XHHPC-FM
- Hidalgo del Parral, Chihuahua; Mexico;
- Frequency: 100.1 FM
- Branding: Mágica

Programming
- Format: Romantic

Ownership
- Owner: Grupo Radiorama; (Plataforma en Difusión, S.A. de C.V.);

History
- First air date: AM: April 7, 1997 (concession)
- Call sign meaning: Hidalgo del Parral Chihuahua

Technical information
- Licensing authority: CRT
- Class: B1
- ERP: 10 kW
- HAAT: 193.11 m (633.6 ft)
- Transmitter coordinates: 26°57′16.92″N 105°41′25.36″W﻿ / ﻿26.9547000°N 105.6903778°W

Links
- Webcast: Listen live
- Website: radiorama.mx

= XHHPC-FM =

Radio station in Hidalgo del Parral, Chihuahua, Mexico

XHHPC-FM is a radio station on 100.1 FM in Hidalgo del Parral, Chihuahua, Mexico.
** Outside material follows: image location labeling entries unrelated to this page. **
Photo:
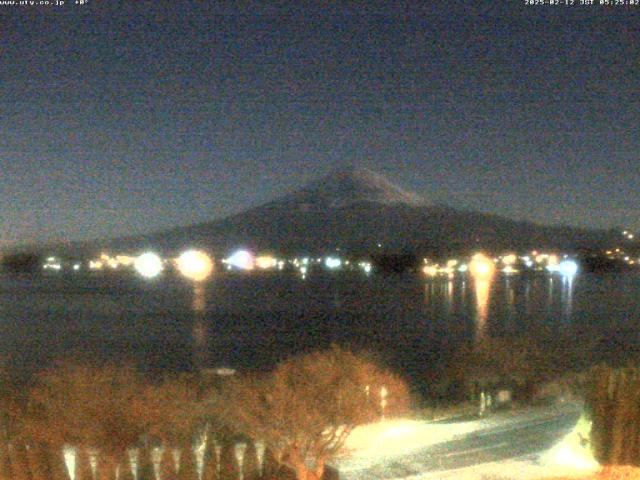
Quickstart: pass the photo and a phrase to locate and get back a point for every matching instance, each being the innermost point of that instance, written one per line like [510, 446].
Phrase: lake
[254, 320]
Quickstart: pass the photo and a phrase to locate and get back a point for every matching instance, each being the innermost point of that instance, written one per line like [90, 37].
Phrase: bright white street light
[148, 265]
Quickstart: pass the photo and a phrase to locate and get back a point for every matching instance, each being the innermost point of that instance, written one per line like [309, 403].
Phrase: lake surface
[252, 321]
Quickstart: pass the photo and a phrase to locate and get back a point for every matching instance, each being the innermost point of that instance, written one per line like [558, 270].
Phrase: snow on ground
[370, 444]
[376, 445]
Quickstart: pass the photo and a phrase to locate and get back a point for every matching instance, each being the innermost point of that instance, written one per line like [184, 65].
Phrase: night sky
[124, 117]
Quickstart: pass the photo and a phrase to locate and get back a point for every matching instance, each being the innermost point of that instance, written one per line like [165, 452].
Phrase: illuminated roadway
[510, 435]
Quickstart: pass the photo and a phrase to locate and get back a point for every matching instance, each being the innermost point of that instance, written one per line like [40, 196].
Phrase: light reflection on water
[257, 320]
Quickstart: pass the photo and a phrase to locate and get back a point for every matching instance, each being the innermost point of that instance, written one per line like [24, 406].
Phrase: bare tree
[89, 408]
[172, 412]
[306, 408]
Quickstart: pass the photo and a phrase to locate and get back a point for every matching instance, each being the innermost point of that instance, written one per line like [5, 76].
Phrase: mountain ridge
[356, 210]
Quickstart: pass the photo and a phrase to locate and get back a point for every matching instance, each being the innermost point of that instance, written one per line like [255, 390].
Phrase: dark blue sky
[123, 117]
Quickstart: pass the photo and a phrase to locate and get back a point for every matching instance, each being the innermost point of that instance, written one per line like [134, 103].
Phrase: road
[509, 435]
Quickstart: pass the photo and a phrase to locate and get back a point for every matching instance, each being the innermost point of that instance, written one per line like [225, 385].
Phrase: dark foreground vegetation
[116, 425]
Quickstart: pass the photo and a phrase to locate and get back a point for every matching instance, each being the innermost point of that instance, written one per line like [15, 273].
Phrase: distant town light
[148, 265]
[509, 259]
[195, 265]
[568, 268]
[266, 262]
[242, 259]
[481, 266]
[332, 262]
[430, 270]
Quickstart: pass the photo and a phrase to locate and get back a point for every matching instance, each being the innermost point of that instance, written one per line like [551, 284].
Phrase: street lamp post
[260, 449]
[383, 399]
[240, 449]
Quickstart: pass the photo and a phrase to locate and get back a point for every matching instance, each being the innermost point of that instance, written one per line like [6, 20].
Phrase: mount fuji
[361, 212]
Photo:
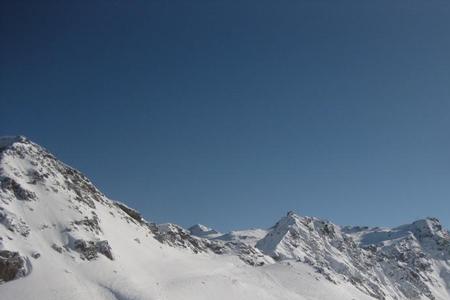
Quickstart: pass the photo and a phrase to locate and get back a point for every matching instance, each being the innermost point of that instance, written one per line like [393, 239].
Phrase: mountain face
[61, 238]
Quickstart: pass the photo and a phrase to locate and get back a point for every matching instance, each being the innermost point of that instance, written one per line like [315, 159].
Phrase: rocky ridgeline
[406, 262]
[380, 262]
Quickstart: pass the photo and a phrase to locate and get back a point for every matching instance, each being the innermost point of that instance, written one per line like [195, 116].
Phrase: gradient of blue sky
[231, 113]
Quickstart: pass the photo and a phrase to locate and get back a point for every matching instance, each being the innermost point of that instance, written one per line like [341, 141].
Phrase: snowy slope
[61, 238]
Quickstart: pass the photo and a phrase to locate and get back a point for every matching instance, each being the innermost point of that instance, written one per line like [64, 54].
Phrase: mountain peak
[7, 141]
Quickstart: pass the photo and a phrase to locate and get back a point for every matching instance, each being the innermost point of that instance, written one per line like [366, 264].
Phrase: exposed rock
[57, 248]
[90, 224]
[9, 184]
[89, 249]
[12, 265]
[134, 214]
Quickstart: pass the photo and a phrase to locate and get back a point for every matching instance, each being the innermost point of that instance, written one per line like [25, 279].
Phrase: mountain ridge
[53, 220]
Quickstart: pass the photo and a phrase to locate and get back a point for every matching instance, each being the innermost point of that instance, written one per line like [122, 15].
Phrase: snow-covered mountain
[61, 238]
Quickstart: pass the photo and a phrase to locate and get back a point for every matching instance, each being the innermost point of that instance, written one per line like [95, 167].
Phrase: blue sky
[230, 113]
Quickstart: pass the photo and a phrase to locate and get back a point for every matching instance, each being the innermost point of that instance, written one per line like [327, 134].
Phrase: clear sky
[231, 113]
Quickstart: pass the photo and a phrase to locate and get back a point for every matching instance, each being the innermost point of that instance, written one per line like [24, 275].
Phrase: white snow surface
[48, 209]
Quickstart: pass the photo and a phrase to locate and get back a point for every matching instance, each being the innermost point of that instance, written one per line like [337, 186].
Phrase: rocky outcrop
[132, 213]
[10, 185]
[12, 265]
[90, 249]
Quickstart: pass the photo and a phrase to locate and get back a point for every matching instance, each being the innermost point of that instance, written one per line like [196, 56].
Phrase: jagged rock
[57, 248]
[90, 249]
[12, 265]
[90, 224]
[13, 223]
[10, 185]
[134, 214]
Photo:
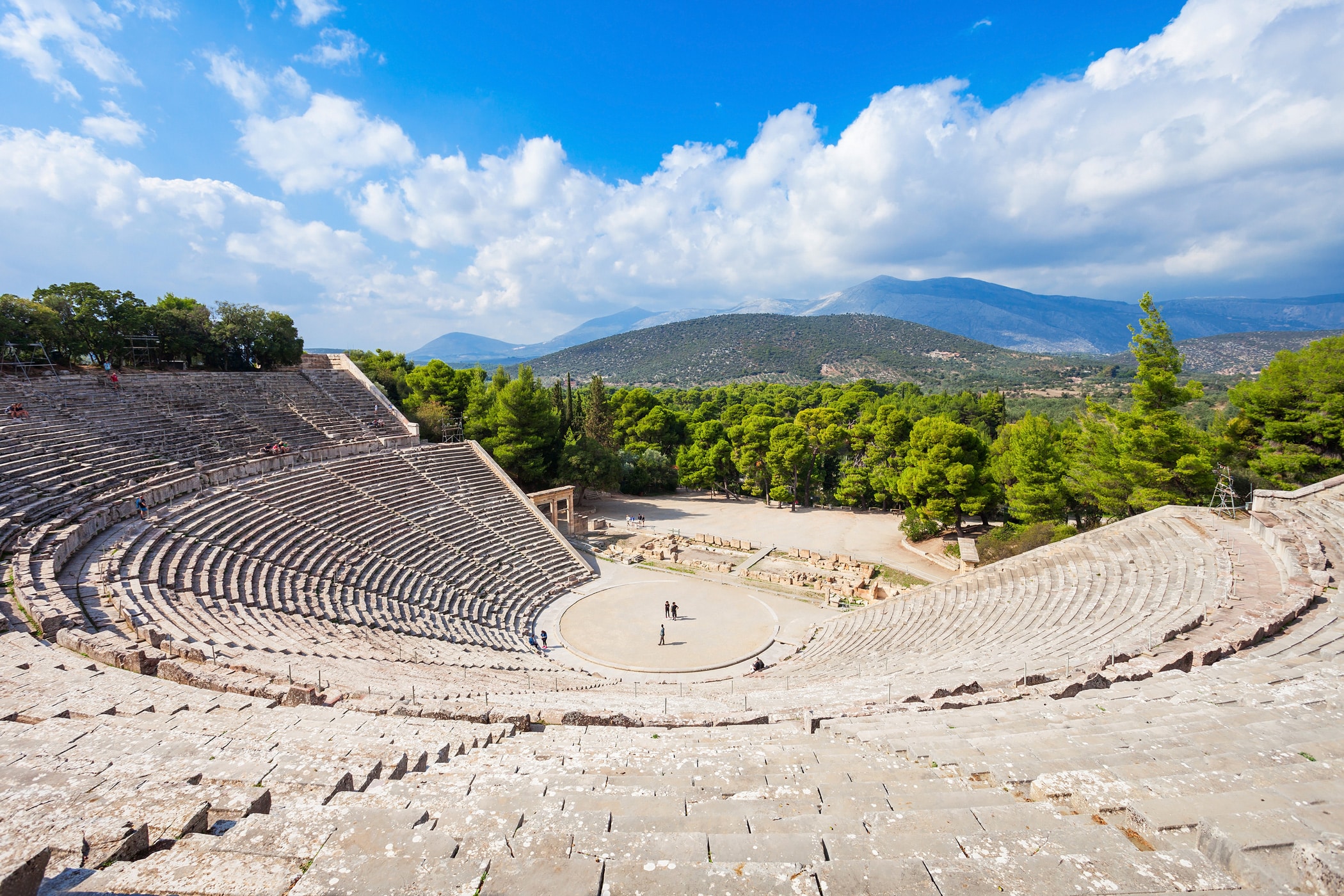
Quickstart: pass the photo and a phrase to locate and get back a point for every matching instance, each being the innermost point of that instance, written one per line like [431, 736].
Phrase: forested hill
[733, 348]
[1234, 354]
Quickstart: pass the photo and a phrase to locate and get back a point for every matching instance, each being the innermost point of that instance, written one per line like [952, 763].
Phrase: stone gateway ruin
[310, 671]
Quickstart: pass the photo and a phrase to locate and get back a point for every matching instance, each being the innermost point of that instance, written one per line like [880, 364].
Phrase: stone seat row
[1240, 759]
[1128, 582]
[580, 812]
[101, 765]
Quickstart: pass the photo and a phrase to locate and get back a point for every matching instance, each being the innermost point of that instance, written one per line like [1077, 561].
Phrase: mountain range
[794, 348]
[976, 309]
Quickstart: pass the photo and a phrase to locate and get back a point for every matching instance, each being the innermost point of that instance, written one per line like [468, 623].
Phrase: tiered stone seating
[311, 561]
[381, 572]
[307, 676]
[105, 765]
[1121, 589]
[1158, 786]
[84, 437]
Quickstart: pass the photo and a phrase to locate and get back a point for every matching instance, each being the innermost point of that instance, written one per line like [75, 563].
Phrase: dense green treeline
[81, 321]
[940, 457]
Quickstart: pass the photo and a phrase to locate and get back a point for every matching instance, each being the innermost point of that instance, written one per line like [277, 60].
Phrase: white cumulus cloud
[335, 47]
[90, 216]
[70, 26]
[311, 11]
[1210, 154]
[115, 125]
[331, 144]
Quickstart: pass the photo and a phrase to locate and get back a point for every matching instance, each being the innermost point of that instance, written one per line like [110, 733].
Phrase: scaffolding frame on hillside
[12, 356]
[1224, 501]
[143, 351]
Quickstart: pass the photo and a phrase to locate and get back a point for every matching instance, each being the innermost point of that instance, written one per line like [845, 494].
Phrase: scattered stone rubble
[1156, 705]
[836, 575]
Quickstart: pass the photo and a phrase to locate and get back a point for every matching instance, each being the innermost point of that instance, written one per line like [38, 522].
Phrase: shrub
[920, 527]
[1010, 540]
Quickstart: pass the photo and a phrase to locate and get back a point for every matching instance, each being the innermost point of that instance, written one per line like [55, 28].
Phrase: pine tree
[1139, 460]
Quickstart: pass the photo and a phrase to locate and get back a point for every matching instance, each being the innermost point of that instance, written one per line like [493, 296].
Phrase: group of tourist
[669, 612]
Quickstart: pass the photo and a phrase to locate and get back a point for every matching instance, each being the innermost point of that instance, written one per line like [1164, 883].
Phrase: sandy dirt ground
[867, 536]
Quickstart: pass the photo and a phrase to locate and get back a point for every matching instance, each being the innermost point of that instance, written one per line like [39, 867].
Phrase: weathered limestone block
[22, 867]
[1319, 867]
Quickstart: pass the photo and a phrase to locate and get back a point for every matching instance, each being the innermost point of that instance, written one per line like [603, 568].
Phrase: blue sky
[390, 172]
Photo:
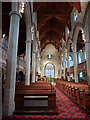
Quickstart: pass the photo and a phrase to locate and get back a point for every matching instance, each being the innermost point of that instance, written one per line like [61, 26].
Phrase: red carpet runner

It is owned by Grupo Radiorama and carries its Mágica romantic format.

==History==
XEHPC-AM 1490 received its concession on April 7, 1997. It was owned by Radiorama subsidiary Comunicación y Cultura, S.A. XEHPC moved to 1000 kHz within a decade signing on, which allowed it to boost its nighttime power from 100 watts to 500.

XEHPC received approval to migrate to FM in 2011. In 2015, its facilities moved to Cerro El Ángulo and the station decreased power from 25 kW to 10.